Wie sieht das konkret aus? Eine Kinder- und Jugendrehabilitation dauert in der Regel mindestens vier Wochen, bei Bedarf auch länger. Zu Beginn werden im ärztlichen Aufnahmegespräch – gemeinsam mit dem Kind und der Begleitperson individuelle Reha-Ziele festgelegt und ein persönlicher Therapieplan erstellt. Dieser umfasst je nach Bedarf medizinische, psychologische, pädagogische, physiotherapeutische oder auch schulisch bzw. berufsorientierte Leistungen.

Im Verlauf der Rehabilitation lernen die Kinder und Jugendlichen, besser mit ihrer Erkrankung umzugehen, ihre eigenen Ressourcen zu erkennen und ihr Selbstwertgefühl zu stärken. Gleichzeitig werden die vereinbarten Ziele regelmäßig überprüft und bei Bedarf angepasst.

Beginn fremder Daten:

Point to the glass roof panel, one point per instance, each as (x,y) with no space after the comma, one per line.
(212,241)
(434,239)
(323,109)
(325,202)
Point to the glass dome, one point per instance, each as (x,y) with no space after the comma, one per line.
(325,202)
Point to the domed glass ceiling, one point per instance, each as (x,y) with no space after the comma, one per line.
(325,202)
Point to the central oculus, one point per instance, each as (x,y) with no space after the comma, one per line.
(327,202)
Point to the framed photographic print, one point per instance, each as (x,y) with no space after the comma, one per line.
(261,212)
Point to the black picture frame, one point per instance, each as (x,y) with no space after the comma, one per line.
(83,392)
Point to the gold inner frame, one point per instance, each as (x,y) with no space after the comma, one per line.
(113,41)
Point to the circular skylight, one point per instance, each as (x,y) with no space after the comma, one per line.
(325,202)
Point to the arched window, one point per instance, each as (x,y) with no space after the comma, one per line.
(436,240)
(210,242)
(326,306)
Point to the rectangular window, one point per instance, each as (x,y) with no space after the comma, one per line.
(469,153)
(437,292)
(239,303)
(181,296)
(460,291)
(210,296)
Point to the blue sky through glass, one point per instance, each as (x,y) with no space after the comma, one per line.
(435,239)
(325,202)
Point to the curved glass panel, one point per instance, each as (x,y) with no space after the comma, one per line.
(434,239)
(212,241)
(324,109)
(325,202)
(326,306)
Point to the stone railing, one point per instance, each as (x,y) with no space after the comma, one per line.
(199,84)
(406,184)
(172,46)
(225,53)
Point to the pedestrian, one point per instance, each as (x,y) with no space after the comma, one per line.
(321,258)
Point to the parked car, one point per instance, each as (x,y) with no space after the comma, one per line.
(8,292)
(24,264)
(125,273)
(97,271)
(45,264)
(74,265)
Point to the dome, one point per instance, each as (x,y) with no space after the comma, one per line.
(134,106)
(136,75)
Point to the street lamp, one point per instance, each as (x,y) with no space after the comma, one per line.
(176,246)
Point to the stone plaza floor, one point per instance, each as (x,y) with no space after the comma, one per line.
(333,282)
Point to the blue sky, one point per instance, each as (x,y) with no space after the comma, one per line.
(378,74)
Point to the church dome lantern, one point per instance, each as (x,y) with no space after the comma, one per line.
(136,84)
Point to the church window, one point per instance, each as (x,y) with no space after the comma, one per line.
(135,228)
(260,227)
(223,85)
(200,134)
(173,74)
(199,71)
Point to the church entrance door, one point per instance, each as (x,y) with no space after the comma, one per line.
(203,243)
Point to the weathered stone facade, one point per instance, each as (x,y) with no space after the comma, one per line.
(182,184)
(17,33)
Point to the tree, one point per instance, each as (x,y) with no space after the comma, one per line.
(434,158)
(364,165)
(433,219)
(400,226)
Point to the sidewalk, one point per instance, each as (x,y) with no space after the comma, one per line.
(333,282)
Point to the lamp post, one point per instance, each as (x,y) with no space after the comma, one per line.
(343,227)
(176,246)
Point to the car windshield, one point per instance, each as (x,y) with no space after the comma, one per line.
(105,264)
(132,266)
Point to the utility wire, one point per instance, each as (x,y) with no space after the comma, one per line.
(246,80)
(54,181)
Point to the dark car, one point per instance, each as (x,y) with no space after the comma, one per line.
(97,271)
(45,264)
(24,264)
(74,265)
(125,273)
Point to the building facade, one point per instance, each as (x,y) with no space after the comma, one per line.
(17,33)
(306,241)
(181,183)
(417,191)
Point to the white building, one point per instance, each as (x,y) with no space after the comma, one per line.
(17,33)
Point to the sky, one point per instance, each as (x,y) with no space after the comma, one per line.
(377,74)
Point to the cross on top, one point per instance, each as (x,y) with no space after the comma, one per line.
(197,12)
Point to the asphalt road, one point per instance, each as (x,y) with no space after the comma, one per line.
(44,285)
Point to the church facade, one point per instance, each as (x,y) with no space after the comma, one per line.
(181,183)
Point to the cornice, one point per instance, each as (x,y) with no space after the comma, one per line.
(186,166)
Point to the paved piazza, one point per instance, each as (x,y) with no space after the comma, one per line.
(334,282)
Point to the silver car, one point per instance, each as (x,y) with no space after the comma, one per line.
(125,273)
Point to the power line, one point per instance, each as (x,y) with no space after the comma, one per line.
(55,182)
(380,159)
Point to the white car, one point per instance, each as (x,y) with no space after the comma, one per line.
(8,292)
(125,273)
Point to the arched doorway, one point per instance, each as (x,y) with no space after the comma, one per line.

Ein wichtiger Bestandteil ist auch das soziale Miteinander: Der Austausch mit Gleichaltrigen, die ähnliche gesundheitliche Herausforderungen erleben, entlastet und stärkt. Viele Kinder und Jugendliche erfahren hier zum ersten Mal, dass sie mit ihren Problemen nicht allein sind. Gemeinsame Aktivitäten und das Zusammenleben in altersgerechten Gruppen fördern zusätzlich Selbstständigkeit und soziale Kompetenzen.

Auch Begleitpersonen werden aktiv einbezogen. Sie erhalten Beratung und Unterstützung im Umgang mit der Erkrankung, damit die Fortschritte der Rehabilitation im Alltag zu Hause weiter umgesetzt werden können. Am Ende der Rehabilitation stehen eine ärztliche Abschlussuntersuchung und ein ausführliches Gespräch. Dabei werden die erreichten Fortschritte gemeinsam bewertet und konkrete Empfehlungen für die Rückkehr in den Alltag festgelegt – bei Bedarf auch mit anschließender Nachsorge.

Für Familien bedeutet das vor allem eines: Frühzeitig handeln heißt, Entwicklungschancen zu sichern. Die Kinder- und Jugendrehabilitation bietet dafür gezielte Unterstützung – genau dann, wenn sie gebraucht wird.

Bundesweit stehen dafür spezialisierte Rehabilitationskliniken für Kinder und Jugendliche zur Verfügung.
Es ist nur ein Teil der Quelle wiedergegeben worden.